# How to develop 122 film using ordinary Patterson nylon reels:



## 480sparky (Nov 1, 2015)

The parts needed: Patterson System 4 tank and two adjustable nylon reels. You will also notice two pieces of plexiglass in this image... a rectangle and a donut. 






This method uses off-the-shelf nylon reels, and two custom-cut pieces of plexi.  The square piece is to position the reels once they have been prepared, the donut to space two pieces that are mated in an unusual fashion (more about this later):







The first step is to remove the reels from the fill tube and separate them into their 4 parts.  Only 3 will be needed for this method.







Place the custom-made donut over the center portion of the 'inner' segment of one of the reels:








Take one of the outer' reel segments and place it on the 'innerr' segment, only ---backwards---!







Apply enough pressure to overcome the resistance, and the two segments will pop together.  The plexi donut will be the creamy center of your 122 Oreo.







The purpose of the donut is to keep the two segments parallel.  Without it, the little feed tab on the left portion of the reel will cause the right part to skew.  This will make feeding your 122 film into the final assembly impossible.

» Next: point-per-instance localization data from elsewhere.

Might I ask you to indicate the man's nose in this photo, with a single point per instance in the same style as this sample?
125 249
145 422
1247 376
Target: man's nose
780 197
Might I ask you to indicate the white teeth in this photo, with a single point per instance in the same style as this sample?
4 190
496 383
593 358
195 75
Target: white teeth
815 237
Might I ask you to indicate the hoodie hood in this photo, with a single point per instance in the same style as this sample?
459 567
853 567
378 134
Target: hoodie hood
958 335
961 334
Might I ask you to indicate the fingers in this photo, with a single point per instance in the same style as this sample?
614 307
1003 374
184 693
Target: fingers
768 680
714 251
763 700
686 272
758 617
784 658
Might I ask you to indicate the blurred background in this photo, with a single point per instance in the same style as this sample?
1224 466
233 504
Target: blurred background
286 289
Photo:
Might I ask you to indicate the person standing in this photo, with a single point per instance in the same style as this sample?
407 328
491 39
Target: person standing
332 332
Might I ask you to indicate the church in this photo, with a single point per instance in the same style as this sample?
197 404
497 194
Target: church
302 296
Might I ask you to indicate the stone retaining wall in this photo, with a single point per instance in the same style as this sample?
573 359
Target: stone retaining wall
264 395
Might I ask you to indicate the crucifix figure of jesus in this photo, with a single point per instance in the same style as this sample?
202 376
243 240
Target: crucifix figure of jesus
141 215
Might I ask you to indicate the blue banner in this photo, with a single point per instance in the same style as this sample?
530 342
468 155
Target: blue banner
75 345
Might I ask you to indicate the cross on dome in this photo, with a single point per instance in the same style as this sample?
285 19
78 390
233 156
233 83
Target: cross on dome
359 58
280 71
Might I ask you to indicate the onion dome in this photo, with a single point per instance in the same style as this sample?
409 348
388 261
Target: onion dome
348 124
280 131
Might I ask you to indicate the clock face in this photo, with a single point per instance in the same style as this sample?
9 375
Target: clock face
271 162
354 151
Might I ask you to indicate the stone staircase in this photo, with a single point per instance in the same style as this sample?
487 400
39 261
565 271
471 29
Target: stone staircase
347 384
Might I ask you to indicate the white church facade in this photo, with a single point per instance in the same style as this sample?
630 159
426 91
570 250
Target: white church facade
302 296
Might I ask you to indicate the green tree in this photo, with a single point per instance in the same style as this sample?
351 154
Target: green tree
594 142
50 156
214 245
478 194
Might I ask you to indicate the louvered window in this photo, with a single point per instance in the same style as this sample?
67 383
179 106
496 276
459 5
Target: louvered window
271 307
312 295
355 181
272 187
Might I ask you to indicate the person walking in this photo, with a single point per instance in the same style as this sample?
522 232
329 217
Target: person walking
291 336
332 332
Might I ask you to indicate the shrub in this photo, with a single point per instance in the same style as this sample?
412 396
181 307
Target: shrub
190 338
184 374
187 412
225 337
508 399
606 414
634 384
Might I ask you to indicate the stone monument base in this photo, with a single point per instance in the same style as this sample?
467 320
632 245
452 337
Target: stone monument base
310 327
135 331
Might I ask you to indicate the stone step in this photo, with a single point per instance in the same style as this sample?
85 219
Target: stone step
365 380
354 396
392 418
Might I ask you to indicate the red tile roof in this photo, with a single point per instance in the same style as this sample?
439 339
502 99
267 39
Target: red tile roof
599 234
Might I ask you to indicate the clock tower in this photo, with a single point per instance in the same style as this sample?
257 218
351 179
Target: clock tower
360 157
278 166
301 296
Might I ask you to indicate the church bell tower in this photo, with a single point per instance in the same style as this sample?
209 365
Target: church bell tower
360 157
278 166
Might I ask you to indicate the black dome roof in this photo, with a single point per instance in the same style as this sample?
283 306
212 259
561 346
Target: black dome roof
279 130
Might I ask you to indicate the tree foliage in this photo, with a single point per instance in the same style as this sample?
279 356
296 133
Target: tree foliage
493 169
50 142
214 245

Now slide the single 'inner' part of the other reel onto the fill tube, making sure it's pushed all the way down.







Slide your Oreo-cookie assembly part of the reels onto the tube, making sure to line up the parts you feed the film into.







This method works if there's enough friction between the reels and the fill tube to hold everything in place. If your reels slide too easily on the fill tube, just use a little masking tape to fill the gap and tighten things up.  Now for the square piece of plexi.  I cut that out in order to space the two reels apart at the perfect distance to accept 122 film.  I just set it in, push the Oreo portion down, and presto!






My custom reel assembly is ready to load.  I keep this piece of plexi handy when loading as I may accidently move the reels on the tube.  So having it ready in the dark makes it much faster to load the film in the dark if need be.

Now for the REALLY fun part..... loading the film.  Since this film has been rolled up for at least 40 years, it doesn't want to unwind very well.  So I found that pulling it into the reels to where it's past the ball bearings is the best way to start the film into the reels.  Trying to push it in will only cause it to curl up at the corners and slip out of the reel.







Once the film is past the ball bearings, you can ----carefully----- twist the reals like normal and the film will load as usual.  I find sticking my pinkies into the unloaded film prevents the tightly-wound part from getting too close to the start of the reels and causing it to jam up or stop feeding.  With a bit of patience, the film is all loaded onto the custom reel and ready to be put in the tank.







One must be careful when handling the reels and tank once the film is loaded.  Bumping it or shaking it too hard can move the reels and cause the film to come out of the spiral.  So don't get too excited and treat everything with kid gloves.  Tapping the tank should be done lightly during developing.   I find 750ml of soup is sufficient.

With a lot of patience, and a tad bit of luck, you'll have your 122 film developed.  And the nice thing is, not only did you do it yourself, but all the equipment can easily be reverted back to it's original state.  So you can STILL use the reels for 120 or 135 film!


----------



## vintagesnaps (Nov 1, 2015)

You should look into publishing this kind of stuff, or selling precut kits, or something...


----------



## tirediron (Nov 1, 2015)

Nice!


----------



## timor (Nov 1, 2015)

480sparky said:


> And the nice thing is, not only did you do it yourself, but all the equipment can easily be reverted back to it's original state.  So you can STILL use the reels for 120 or 135 film!


Hacker like me. Just maybe better...


----------